La higiene de los recipientes donde se alimentan los animales de compañía suele quedar en segundo plano frente a otras tareas de cuidado veterinario. Sin embargo, estudios de la Administración de Alimentos y Medicamentos de Estados Unidos indican que los platos de las mascotas son el cuarto objeto más contaminado en un hogar promedio. La falta de una limpieza profunda y constante permite la proliferación de microorganismos patógenos que afectan tanto a los animales como a los humanos que conviven con ellos.
¿Qué bacterias se acumulan en los platos sucios?
Según especialistas de la Asociación Médica Veterinaria Estadounidense, los restos de saliva y comida orgánica crean un entorno ideal para el desarrollo de colonias bacterianas resistentes. La omisión en la limpieza de estos utensilios no solo deriva en malos olores, sino en una cadena de riesgos biológicos que comprometen el sistema inmunológico del ejemplar. Investigadores de la Facultad de Medicina Veterinaria de la Universidad de Cornell detallan que la principal amenaza es la formación del biofilm, una capa viscosa de bacterias que se adhiere a las superficies.
Principales riesgos para la salud
- Proliferación de Salmonella y Listeria: Estas bacterias se asientan en los residuos de comida húmeda o seca, provocando cuadros graves de diarrea y deshidratación.
- Exposición a Serratia marcescens: Se manifiesta como un anillo rosado en el borde del plato de agua y causa infecciones urinarias en las mascotas.
- Contaminación cruzada en el hogar: Los propietarios que manipulan platos sucios sin protección corren el riesgo de contraer enfermedades zoonóticas por contacto directo.
- Aparición de acné felino y canino: La fricción de la piel de la mascota con recipientes plásticos llenos de bacterias genera irritaciones cutáneas y pústulas en el hocico.
Protocolo de limpieza recomendado
La limpieza diaria con agua caliente y jabón es la barrera más efectiva contra la propagación de enfermedades gástricas, señalan expertos en salud animal de la Real Sociedad para la Prevención de la Crueldad hacia los Animales. La atribución de estos problemas se vincula directamente al uso de materiales porosos, como ciertos plásticos, que retienen microorganismos incluso después de un enjuague superficial. La determinación de cada cuánto tiempo se deben higienizar estos utensilios es fundamental para cortar el ciclo de transmisión de enfermedades.
Frecuencia de limpieza
- Lavado diario obligatorio: El plato de comida debe lavarse después de cada uso, especialmente con dieta húmeda, o al menos una vez al día para evitar la fermentación de residuos.

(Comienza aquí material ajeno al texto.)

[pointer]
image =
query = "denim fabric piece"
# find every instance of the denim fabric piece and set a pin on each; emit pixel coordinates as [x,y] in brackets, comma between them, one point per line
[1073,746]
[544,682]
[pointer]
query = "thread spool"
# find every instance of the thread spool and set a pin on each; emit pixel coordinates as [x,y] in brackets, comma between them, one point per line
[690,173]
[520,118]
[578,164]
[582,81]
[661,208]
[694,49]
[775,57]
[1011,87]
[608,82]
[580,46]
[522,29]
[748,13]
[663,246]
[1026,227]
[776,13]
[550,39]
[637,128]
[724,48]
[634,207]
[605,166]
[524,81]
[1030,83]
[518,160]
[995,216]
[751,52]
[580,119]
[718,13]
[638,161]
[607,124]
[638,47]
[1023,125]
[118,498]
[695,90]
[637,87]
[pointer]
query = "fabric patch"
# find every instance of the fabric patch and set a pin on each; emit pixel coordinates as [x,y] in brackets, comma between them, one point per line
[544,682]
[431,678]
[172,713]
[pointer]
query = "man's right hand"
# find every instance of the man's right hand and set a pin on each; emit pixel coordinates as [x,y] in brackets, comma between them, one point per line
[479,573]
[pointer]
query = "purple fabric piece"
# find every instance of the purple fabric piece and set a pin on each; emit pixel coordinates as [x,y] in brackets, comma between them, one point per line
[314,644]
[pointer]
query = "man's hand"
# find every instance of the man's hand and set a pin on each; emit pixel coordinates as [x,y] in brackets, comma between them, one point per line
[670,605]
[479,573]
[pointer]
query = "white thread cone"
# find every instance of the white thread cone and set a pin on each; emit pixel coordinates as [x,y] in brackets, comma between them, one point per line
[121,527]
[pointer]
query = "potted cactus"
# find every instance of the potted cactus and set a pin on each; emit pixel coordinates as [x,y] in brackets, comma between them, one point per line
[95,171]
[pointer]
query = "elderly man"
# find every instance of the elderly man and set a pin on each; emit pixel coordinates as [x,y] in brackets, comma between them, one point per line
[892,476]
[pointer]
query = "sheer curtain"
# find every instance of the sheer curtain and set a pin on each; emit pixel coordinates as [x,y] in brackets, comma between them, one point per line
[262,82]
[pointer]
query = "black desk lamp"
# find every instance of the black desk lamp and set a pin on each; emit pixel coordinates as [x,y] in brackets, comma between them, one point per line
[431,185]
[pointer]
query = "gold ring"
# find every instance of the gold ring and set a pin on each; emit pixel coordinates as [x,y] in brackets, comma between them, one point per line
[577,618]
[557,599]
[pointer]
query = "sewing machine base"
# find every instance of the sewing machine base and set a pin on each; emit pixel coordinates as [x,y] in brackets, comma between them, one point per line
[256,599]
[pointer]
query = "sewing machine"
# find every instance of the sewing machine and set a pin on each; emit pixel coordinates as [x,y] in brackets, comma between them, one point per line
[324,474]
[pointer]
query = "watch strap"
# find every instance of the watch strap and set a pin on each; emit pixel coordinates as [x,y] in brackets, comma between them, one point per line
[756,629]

- Recipientes de agua: Deben tallarse cada 24 horas, ya que el agua estancada facilita la aparición de Serratia marcescens.
- Desinfección profunda semanal: Se recomienda someter los platos a altas temperaturas, ya sea en lavavajillas o con agua hirviendo, cada siete días para eliminar esporas resistentes de Salmonella y Listeria.
Consecuencias de la negligencia
La omisión de estos plazos deriva en cuadros graves de diarrea, deshidratación y la aparición de acné felino o canino debido a la fricción de la piel con superficies contaminadas. Investigadores de la Universidad de Cornell detallan que la principal amenaza es la formación del biofilm.
Recomendaciones para evitar bacterias
Para mitigar estos riesgos, organismos internacionales sugieren un protocolo de desinfección estricto. La Asociación Mundial de Veterinarios de Pequeños Animales recomienda la transición hacia recipientes de acero inoxidable o cerámica de alta calidad, ya que presentan menores índices de porosidad. Las medidas preventivas sugeridas por expertos en microbiología son:
- Lavado tras cada comida: Se debe tratar el plato de la mascota con el mismo rigor que un plato humano.
- Desinfección semanal: El uso del lavavajillas a altas temperaturas, superiores a 60 grados centígrados, elimina la mayoría de las esporas bacterianas.
- Separación de utensilios: Es imperativo no utilizar las mismas esponjas de limpieza para los trastes de la familia y los de los animales.
Un tema de salud pública
La higiene de estos objetos es una cuestión de salud pública. Un plato sucio es un reservorio de patógenos que no distingue entre especies, afirman técnicos de la Real Sociedad para la Prevención de la Crueldad hacia los Animales. Mantener los recipientes impecables asegura una vida más longeva para los compañeros de cuatro patas y un entorno más seguro para todos los habitantes de la vivienda.